Saturation Hall - the house and its historyA truly glorious old pile! |
The great house now known as Saturation Hall, standing high on the wild moorland of Langstonedale Chase, has a long and proud history. It's thought there had been a hall here since the dark ages, when an old Saxon family fleeing west from Viking attacks on the East coast settled amid the great forest which originally covered the moorland.
However the current hall dates to 1395, when the newly enobled Baron du Chase, having impressed King Richard II, was granted the lands.
By 1425 the first part of the main house, the great hall, and adjacent kitchens and solar, were completed, and over the next few hundred years the baron and his desecendants built a solid and imposing manor, a home for the family and a shelter from the winter wolves and wild moorland weather for their servants and retainers.
History does not record what the building was originally called, but by the sixteenth century it was known simply as "Langstonedale Hall", named after the valley below.
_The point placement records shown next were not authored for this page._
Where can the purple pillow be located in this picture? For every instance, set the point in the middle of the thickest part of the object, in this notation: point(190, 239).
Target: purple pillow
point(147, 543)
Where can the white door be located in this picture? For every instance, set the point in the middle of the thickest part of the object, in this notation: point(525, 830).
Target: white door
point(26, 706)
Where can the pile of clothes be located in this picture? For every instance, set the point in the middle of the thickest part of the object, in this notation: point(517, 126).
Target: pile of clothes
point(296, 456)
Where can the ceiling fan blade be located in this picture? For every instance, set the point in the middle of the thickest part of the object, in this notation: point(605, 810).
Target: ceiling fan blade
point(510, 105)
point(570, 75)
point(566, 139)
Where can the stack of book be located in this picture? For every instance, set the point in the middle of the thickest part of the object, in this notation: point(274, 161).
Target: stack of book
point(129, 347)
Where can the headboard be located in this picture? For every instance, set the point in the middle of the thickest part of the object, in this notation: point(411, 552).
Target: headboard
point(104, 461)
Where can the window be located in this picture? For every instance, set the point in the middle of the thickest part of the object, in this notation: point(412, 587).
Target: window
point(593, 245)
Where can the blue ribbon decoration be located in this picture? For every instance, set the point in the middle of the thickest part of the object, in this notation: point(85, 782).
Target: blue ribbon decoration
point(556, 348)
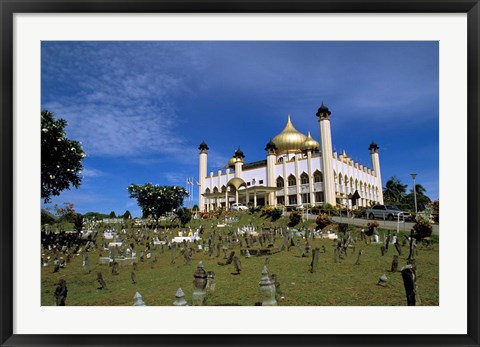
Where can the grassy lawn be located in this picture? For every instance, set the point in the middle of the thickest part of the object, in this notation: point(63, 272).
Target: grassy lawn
point(333, 284)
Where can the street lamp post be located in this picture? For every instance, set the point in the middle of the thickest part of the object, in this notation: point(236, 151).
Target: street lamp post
point(414, 192)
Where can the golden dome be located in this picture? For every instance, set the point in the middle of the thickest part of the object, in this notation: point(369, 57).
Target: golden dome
point(232, 161)
point(310, 144)
point(289, 140)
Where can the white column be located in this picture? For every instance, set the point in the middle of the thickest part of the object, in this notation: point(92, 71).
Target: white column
point(326, 148)
point(202, 173)
point(297, 180)
point(310, 177)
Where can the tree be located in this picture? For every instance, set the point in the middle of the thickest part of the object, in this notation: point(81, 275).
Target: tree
point(61, 158)
point(157, 200)
point(127, 215)
point(184, 215)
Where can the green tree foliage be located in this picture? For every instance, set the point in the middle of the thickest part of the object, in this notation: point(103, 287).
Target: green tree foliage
point(184, 215)
point(422, 200)
point(66, 213)
point(435, 207)
point(95, 215)
point(322, 221)
point(422, 229)
point(156, 200)
point(295, 218)
point(61, 158)
point(395, 193)
point(47, 217)
point(78, 222)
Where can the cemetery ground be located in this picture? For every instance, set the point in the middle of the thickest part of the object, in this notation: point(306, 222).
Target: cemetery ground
point(336, 282)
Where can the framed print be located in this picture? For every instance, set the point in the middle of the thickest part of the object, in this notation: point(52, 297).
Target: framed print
point(288, 145)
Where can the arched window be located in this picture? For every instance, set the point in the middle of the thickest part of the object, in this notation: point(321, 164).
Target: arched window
point(292, 181)
point(280, 182)
point(304, 178)
point(317, 176)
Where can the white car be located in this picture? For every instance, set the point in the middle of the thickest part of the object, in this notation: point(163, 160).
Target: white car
point(236, 206)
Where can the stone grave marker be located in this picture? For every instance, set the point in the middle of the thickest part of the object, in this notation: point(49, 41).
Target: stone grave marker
point(267, 289)
point(398, 247)
point(60, 293)
point(408, 276)
point(199, 284)
point(237, 265)
point(394, 263)
point(137, 300)
point(101, 281)
point(359, 256)
point(210, 282)
point(133, 276)
point(314, 262)
point(180, 298)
The name remained unchanged until the time of the third Lord Langstonedale, who in the mid eighteenth century travelled to Holland, and there became fascinated with the building of canals and the drainage of land. On his return to England, he became involved with, and eventually took charge of, the project to drain the marshes around New Guisingthorpe, eventually resolving the miriad problems that had originally beset the project by the construction of the "Saturation Drain", paid for from Lord Langstonedale's own funds.
The drain worked, the drainage project was a huge success, and made the family's first fortune. As a symbol of it, he officially renamed his ancestral mansion after the drain, and thus "Saturation Hall" came into being. Given that the family's peculiar habits of bathing fully dressed, and requiring their maidservants (and possibly also manservants, though the historical detail is unclear on that point) to also regularly receive fully clad drenchings, was already long established by this point, it's entirely possible that the name-change was also a nod to family humour.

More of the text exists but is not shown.